After the vote by the Greek parliament (see remaining newsletter) and ahead of the Eurogroup meeting on Wednesday, here are some further commons on the Greek crisis.
Military expenditure. Military expenditure has already been reduced in Greece and will be reduced even further this year. It no longer accounts for double (as a percentage of GDP) of the military expenditure of other member states but remains one of the highest. It does not seem that Greeks object to this, given the history of their country and several invasions. I have been able to read some comments in Greece - “We are one of the EU's borders in a turbulent world. During the Libyan war, Greek military bases were used and Greece has a bigger geopolitical role than one might imagine. Europe has to bear its share of responsibility. Greeks are proud of their army” - and some see the demand for cuts of €400 billion in two years in the negotiations with the troika (EU, IMF and ECB) as one of the main obstacles to reaching agreement this year.
European Commission has its back against the wall. Athens is demanding the building of a barbed wire fence to prevent illegal immigrants crossing over its border from Turkey, which it wants the Commission to part-finance. The Commission says not one euro of European aid will be used for such a wall and if Greece goes ahead with it, it will have to pay for it itself. The European budget has €90 million earmarked to help the country deal with illegal immigrants this year and the building of this 10.3 km wall (which has already begun) will be completed in September. The Greek government says that Greece must not be put under such huge pressure and it is the main route for illegal immigrants into the EU. Several member states have called for it to be built to halt the flow of illegal immigrants, mainly from Afghanistan, Pakistan and North Africa (Turkey is just a transit country), who then travel on to other EU countries.
The Commission says it is prepared to help Greece carry out medium and long-term reforms to manage its borders in a modern manner, but only in the remote future. The cost of €5.5 million is paltry compared with the billions being discussed elsewhere.

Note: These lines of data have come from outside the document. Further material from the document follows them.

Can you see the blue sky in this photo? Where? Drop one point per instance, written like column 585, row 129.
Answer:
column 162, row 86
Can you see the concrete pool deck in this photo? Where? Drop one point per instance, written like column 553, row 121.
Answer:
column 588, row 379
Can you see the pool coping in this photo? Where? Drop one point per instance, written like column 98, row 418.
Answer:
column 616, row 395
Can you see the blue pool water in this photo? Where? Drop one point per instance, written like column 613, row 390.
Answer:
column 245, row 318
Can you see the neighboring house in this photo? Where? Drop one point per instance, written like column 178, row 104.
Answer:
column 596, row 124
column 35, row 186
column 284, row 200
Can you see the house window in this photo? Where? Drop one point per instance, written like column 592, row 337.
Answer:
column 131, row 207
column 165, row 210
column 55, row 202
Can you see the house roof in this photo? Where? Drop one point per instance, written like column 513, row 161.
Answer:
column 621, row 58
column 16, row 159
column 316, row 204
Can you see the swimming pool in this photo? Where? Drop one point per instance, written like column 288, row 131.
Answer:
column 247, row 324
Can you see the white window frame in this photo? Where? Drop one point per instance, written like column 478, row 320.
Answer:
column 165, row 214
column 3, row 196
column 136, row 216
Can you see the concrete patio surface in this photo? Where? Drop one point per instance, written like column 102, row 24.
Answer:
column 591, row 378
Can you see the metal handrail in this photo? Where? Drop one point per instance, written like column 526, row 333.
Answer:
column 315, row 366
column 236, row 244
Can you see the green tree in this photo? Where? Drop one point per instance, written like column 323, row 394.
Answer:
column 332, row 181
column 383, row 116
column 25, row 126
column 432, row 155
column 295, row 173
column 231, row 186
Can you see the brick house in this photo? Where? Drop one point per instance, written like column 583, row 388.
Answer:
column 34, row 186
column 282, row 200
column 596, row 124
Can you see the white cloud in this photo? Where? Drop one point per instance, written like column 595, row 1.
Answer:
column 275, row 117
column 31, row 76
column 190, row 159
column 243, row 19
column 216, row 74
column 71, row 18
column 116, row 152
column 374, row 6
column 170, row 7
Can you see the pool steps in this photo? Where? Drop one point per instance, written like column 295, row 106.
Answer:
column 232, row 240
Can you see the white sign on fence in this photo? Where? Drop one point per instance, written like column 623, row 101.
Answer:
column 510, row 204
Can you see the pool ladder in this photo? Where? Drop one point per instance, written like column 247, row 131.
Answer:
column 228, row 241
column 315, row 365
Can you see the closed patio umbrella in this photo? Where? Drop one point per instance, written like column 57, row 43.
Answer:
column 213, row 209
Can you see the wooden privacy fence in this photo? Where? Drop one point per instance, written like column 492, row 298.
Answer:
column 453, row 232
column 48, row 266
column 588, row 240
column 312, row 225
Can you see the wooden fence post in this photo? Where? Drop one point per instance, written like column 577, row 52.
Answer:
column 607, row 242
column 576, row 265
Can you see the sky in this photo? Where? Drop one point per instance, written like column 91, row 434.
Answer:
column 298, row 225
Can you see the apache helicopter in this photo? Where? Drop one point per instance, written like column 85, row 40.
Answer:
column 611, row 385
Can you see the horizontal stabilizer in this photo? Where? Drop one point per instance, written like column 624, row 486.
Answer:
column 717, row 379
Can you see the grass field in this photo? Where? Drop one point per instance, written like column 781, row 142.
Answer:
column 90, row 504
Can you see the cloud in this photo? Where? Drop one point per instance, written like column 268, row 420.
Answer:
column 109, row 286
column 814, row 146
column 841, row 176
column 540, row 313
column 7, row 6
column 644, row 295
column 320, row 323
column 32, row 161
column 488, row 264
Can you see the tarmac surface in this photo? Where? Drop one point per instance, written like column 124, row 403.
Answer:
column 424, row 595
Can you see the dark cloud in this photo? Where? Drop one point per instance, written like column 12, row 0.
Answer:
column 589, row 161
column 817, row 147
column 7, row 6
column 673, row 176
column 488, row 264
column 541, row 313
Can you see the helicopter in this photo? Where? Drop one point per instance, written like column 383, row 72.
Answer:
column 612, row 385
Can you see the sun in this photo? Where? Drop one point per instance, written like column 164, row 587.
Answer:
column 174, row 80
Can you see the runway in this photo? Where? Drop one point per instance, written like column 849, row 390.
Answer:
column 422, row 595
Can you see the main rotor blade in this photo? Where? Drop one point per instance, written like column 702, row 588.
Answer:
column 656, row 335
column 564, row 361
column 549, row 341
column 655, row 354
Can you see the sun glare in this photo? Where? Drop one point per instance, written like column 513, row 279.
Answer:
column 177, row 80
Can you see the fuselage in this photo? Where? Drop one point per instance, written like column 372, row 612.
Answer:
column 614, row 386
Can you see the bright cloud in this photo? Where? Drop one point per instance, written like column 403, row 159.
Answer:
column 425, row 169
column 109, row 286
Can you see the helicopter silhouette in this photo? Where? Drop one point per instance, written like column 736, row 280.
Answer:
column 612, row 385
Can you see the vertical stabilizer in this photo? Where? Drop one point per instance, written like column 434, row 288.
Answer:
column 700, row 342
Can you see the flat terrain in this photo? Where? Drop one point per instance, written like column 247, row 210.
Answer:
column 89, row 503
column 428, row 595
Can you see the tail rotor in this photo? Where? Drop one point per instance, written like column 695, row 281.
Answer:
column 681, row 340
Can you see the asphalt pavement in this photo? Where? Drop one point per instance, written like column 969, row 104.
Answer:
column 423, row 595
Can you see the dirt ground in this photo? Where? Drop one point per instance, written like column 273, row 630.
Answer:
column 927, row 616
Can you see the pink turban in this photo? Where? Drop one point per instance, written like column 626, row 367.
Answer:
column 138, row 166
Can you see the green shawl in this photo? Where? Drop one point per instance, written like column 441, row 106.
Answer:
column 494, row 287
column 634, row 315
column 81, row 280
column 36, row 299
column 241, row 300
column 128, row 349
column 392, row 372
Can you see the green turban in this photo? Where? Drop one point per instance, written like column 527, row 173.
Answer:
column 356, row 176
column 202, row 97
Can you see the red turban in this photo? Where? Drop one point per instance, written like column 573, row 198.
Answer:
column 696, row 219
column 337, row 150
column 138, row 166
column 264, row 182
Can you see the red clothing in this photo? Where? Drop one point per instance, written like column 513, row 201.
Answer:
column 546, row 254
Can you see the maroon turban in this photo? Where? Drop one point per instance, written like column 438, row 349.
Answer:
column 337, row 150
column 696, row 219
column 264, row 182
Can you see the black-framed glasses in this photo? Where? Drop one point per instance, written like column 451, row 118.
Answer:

Guy Verhofstadt says country has to be reformed. After travelling to Athens to see the situation for himself, the head of the liberal group at the European Parliament, Guy Verhoftstadt, was very harsh: “The Greek people are trapped by the incompetence and electioneering of their political leaders who tacitly supported, for years, a system of clientelism and favouritism where rather than introducing new taxes, it would have been better to get rid of state monopolies and red tape. Privatise the banks; liberalise many highly regulated sectors and refound the tax system. The Eurogroup must insist on structural reform of the Greek economy because the over-large public sector prevents entrepreneurship and growth. (…) Although the agreement is crucial if Greece is to avoid imminent default, the IMF is still demanding austerity, not understanding that the main problem in Greece is the excessive size of the public sector.”
On behalf of the liberal group, Verhoftstadt told the chair of the Eurogroup what measures he had set out for structural reform to be implemented, criticising the high cost of politics and the public sector (there are 49 ministers in the government); the Greek parliament has too many cars and other institutions, political parties get too much state funding; diplomats are paid too much, as are judges and other civil servants.
One could point out to Verhofstadt that the Greeks demonstrating in the streets do not get any of the perks received by civil servants.
Too late? Among the arguments made by Greek stakeholders, there is the following: “The great mistake was the fact we didn't arrange a write-down two years ago. Money was given to an insolvent state, forcing it to into recession that further reduced its income. This doesn't make sense.” It was during those two years that the debt exploded.